Fire fighters save more lives in medical emergencies than fires
Fire fighters in Devon and Somerset now save more lives in medical emergencies than by rescuing people from fires, new figures have revealed.
The fire and rescue service has 20 co-responding fire stations in hard-to-reach areas from which fire appliances and ambulances are deployed to reports of serious health issues.
The statistics have tipped away from fighting fires for the first time, a new report into recent cost-cutting work has found.
A spokesman said: “In remote areas there is an agreement with the ambulance service that whoever gets there first start work on the patient.”
The trend was identified in a review into the pioneering work done since a cut in Government grants forced a re-think of the service.
Former Chief Fire and Rescue Adviser Sir Ken Knight visited service headquarters near Exeter on Monday to discuss progress on recommendations in his 2013 report, Facing the Future.
In his Government-commissioned review, Sir Ken published his conclusions as to how English fire and rescue services could become more cost-effective and efficient in the future.
The report found that while incidents had reduced by 40% in the last decade, the fire and rescue service could achieve greater cost savings by using different staffing models and by working more closely with neighbouring authorities and other emergency services.

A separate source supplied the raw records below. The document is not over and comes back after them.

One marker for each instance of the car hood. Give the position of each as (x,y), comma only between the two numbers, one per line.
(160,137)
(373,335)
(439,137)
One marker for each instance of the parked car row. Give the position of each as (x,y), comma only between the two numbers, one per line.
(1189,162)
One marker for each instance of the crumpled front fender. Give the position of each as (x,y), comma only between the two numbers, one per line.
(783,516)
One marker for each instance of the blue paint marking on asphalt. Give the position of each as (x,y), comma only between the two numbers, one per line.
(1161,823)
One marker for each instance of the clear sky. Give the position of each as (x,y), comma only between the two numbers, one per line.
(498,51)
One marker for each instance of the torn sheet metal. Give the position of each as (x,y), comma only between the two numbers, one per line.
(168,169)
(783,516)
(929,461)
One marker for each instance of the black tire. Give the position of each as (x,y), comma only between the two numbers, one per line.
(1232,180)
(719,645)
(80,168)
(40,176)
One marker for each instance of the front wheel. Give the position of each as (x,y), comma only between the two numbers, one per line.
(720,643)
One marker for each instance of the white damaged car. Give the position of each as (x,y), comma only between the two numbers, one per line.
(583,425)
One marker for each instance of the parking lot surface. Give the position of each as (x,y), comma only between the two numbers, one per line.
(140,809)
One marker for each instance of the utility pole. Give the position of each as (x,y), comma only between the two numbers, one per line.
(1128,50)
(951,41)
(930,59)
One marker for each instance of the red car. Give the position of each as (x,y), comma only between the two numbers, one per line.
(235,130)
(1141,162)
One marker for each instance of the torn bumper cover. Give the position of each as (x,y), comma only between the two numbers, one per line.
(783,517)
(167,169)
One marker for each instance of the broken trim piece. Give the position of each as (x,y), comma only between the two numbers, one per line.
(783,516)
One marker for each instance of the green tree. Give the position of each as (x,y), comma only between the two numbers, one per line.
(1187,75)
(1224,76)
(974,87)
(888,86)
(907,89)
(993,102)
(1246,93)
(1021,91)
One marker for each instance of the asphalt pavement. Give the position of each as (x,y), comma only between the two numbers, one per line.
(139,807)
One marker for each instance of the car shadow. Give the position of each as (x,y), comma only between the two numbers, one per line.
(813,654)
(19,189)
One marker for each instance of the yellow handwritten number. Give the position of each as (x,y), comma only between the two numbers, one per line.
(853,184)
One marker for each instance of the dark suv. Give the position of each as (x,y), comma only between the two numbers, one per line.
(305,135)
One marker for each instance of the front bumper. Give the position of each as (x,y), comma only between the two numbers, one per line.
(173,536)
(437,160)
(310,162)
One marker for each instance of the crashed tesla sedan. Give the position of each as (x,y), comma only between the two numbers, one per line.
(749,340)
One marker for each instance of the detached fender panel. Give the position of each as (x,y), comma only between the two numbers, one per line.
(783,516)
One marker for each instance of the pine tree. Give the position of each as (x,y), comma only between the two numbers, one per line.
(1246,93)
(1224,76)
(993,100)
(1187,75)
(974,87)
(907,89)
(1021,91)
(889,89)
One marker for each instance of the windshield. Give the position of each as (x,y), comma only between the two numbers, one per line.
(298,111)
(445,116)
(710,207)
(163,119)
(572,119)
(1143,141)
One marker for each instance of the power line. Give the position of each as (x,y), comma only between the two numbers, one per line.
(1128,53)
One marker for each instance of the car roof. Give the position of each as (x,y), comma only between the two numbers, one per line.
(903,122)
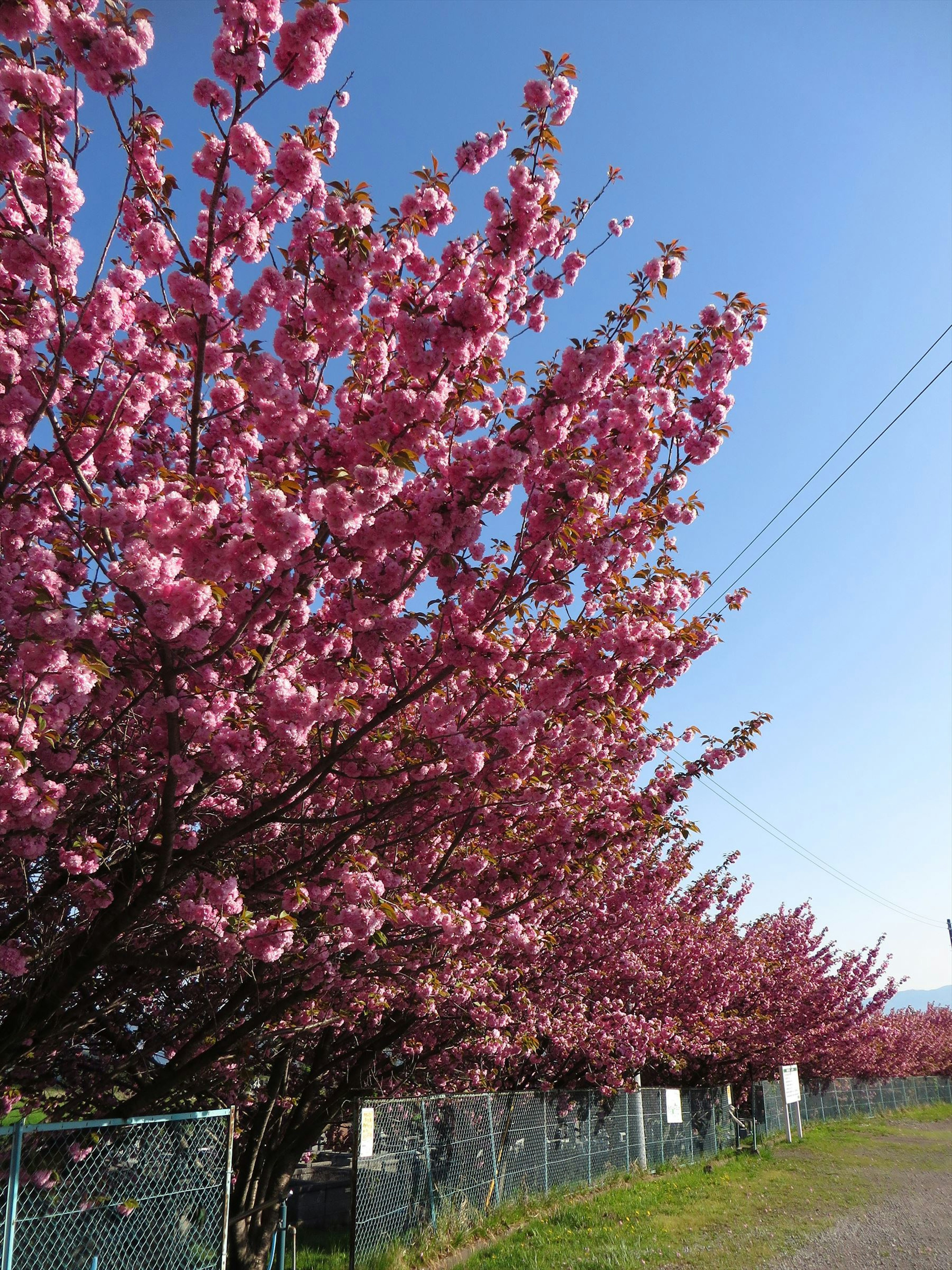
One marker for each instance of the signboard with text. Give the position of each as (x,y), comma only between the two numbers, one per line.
(366,1132)
(791,1082)
(673,1113)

Sir Ken visited Devon and Somerset and the merger of the two fire and rescue services was noted as an example for others to follow in the report, having saved £4.2 million between 2007 and 2012, as was the innovative work on wider community safety initiatives.
Sir Ken, who served in the former Devon Fire & Rescue Service, said: “I was delighted to return three years after my review to see at first-hand the tremendous range of work that the fire and rescue service is undertaking.

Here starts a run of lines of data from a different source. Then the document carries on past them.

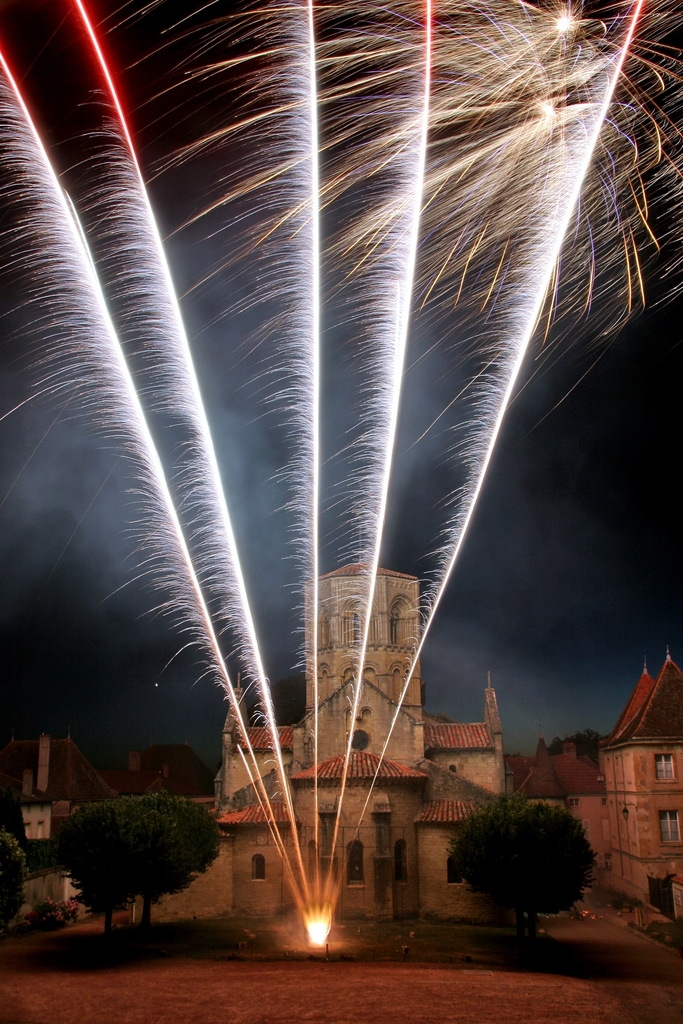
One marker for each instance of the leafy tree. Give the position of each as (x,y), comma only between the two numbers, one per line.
(11,818)
(136,847)
(12,877)
(587,742)
(176,840)
(41,854)
(534,858)
(95,847)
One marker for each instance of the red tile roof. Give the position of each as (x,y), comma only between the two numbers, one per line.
(363,765)
(70,775)
(254,815)
(555,775)
(457,736)
(444,812)
(182,770)
(634,706)
(660,715)
(260,737)
(360,568)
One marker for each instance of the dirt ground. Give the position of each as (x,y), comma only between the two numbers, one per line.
(587,971)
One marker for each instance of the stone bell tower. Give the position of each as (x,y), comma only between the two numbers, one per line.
(394,632)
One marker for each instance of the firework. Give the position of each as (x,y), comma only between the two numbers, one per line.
(446,182)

“It is notable that firefighters in Devon and Somerset now save more lives from attending emergency health care support than from the traditional firefighting role. It is a credit to both and fire and rescue authority and firefighters who are serving the community in this way.”
Chief Fire Officer Lee Howell said: “We invited Sir Ken back to Devon and Somerset to highlight the significant progress we have made locally since his national report was issued in 2013.
“This is part of our strategy to bring in an external perspective on our performance to reassure the public that the fire and rescue service in Devon and Somerset continues to improve year on year.”
Cllr Mark Healey, chairman of the Devon and Somerset Fire and Rescue Authority, said: “We are very proud of our achievements and we are working on some innovative projects which will enable us to further maintain and improve public safety as well as becoming even more efficient and effective.”
Among the pioneering schemes discussed was the use of specially-trained PCSOs responding to incidents as on-call firefighters in remote locations where fire stations have lower availability.
Community safety officers have been working with the health sector to reach the most at risk of fire and voluntary groups to develop community resilience to flooding and severe weather incidents.
The Service has also trialled the use of different emergency response vehicles such as Light Rescue Pumps and is currently piloting Rapid Intervention Vehicles and associated new technology.